Since childhood, master wood carver Agustin Cruz Prudencio has been surrounded by art. He recalls watching Day of the Dead processions, Christmas parades, and other community events in his hometown of Oaxaca de Juarez in Oaxaca, Mexico, and being inspired by the pageantry and color inherent in traditional festivals of this kind. As a child, Prudencio’s parents, both artists themselves, assigned him simple tasks in the creation of their painted sculptures. His formal apprenticeship in carving came at 11 years old. Prudencio is now a master.
Oaxacan wood carving dates back to pre-Hispanic times, when the ancestors of artisans like Prudencio made wood carvings for practical use. Following the Spanish Conquest, new European tools were introduced to the Indigenous population and hand-carved religious figures featuring a combination of Indigenous and Catholic symbolism became popular. These cultural influences can be seen in Mexican colorful depictions of San Miguel hoisting a gleaming sword overhead, his wings painted with tropical flowers, his clothing adorned with traditional geometric and vegetal motifs. Cruz also create a variety of whimsical figures like bicycling rabbits, skeletal Catrinas driving cars, and nativity figures flying away in a helicopter.
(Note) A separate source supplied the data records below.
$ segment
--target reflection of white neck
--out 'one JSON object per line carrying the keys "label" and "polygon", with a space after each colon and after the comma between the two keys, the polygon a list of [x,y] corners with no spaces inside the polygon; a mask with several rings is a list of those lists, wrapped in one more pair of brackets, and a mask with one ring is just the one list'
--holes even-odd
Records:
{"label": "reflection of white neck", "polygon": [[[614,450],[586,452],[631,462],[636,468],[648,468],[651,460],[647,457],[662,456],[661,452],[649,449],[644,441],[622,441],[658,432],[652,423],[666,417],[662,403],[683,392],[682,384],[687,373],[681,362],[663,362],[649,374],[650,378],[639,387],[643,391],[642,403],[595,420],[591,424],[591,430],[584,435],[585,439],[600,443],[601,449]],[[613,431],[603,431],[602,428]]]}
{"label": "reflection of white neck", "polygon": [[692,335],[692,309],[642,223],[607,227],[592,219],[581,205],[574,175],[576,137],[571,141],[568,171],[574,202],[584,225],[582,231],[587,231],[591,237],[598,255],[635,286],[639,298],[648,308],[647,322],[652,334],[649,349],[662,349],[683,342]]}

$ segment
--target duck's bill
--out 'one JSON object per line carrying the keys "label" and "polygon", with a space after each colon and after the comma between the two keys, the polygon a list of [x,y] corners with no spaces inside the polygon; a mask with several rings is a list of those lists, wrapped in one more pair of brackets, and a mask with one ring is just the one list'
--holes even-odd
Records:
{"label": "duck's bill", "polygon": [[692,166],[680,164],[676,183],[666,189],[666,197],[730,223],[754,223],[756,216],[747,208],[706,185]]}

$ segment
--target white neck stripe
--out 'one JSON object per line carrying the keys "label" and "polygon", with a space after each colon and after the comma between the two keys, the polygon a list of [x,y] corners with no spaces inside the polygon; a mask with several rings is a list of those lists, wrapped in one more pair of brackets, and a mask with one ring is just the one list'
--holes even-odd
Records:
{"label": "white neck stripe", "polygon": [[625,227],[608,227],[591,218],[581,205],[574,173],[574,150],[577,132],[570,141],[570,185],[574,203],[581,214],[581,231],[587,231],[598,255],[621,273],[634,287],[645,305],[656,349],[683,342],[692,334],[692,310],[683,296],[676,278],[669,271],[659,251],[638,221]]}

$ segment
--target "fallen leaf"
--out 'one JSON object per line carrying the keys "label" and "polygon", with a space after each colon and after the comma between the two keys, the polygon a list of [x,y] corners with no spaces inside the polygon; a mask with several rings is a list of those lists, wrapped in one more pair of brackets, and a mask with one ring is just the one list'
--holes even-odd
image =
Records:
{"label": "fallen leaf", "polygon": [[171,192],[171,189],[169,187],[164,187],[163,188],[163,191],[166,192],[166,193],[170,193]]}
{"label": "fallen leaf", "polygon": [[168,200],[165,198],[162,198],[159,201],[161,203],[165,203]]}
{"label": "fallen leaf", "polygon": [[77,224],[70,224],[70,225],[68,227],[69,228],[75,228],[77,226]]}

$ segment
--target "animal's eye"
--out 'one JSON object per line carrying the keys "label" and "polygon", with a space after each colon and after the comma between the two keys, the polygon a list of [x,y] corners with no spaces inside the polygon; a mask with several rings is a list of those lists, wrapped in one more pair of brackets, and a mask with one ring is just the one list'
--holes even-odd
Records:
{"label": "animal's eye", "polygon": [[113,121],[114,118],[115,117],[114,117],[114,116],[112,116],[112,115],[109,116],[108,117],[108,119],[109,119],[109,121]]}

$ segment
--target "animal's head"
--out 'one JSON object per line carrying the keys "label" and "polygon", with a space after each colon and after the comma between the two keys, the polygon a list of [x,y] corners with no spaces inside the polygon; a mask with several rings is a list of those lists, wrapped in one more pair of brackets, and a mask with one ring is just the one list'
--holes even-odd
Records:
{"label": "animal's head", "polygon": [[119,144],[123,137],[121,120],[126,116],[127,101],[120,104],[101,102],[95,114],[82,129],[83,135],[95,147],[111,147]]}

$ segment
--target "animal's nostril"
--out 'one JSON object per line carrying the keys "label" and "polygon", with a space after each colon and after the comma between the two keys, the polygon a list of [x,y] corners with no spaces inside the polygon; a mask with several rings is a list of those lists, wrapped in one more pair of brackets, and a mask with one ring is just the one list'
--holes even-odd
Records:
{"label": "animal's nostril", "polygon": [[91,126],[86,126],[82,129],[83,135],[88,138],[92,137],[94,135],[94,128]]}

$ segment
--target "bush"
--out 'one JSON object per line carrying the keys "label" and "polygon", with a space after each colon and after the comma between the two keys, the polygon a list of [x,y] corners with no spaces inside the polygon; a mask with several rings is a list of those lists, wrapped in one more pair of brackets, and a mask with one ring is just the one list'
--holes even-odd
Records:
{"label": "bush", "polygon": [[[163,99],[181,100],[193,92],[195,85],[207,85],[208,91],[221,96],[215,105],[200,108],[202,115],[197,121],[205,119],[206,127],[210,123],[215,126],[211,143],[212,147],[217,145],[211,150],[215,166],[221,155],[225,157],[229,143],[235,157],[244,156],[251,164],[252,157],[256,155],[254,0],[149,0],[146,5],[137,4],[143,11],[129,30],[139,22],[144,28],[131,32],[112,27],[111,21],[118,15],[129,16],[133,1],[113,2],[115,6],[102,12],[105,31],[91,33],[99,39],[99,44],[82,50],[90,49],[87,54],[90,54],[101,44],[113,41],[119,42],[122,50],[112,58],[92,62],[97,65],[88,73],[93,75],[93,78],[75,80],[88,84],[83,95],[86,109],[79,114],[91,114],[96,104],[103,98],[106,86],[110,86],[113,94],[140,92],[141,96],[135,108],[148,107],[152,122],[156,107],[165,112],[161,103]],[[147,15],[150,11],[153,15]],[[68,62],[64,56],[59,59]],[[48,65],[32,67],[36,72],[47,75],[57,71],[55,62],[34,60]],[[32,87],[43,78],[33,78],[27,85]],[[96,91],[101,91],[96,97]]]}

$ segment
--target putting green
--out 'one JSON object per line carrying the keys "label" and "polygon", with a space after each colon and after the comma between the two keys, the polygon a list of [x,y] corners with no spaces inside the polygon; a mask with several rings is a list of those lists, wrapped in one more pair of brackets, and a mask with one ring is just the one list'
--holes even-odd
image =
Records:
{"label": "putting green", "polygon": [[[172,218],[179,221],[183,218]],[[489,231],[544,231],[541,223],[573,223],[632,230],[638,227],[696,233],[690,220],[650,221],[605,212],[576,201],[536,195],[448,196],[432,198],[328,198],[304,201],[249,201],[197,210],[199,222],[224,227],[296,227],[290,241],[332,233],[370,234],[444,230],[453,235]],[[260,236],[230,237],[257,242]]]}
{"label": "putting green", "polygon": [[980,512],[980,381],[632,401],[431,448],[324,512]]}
Today, Cruz helps oversee a workshop where young members of his community are taught to make these colorful carvings, Oaxacan alebrijes. It is the hope of Cruz that new generations of artisans will be able to express themselves creatively and earn a livelihood for themselves and their families like he has. Most of all, Cruz hopes that the conservation of techniques used to carve and paint wooden artworks will continue for generations.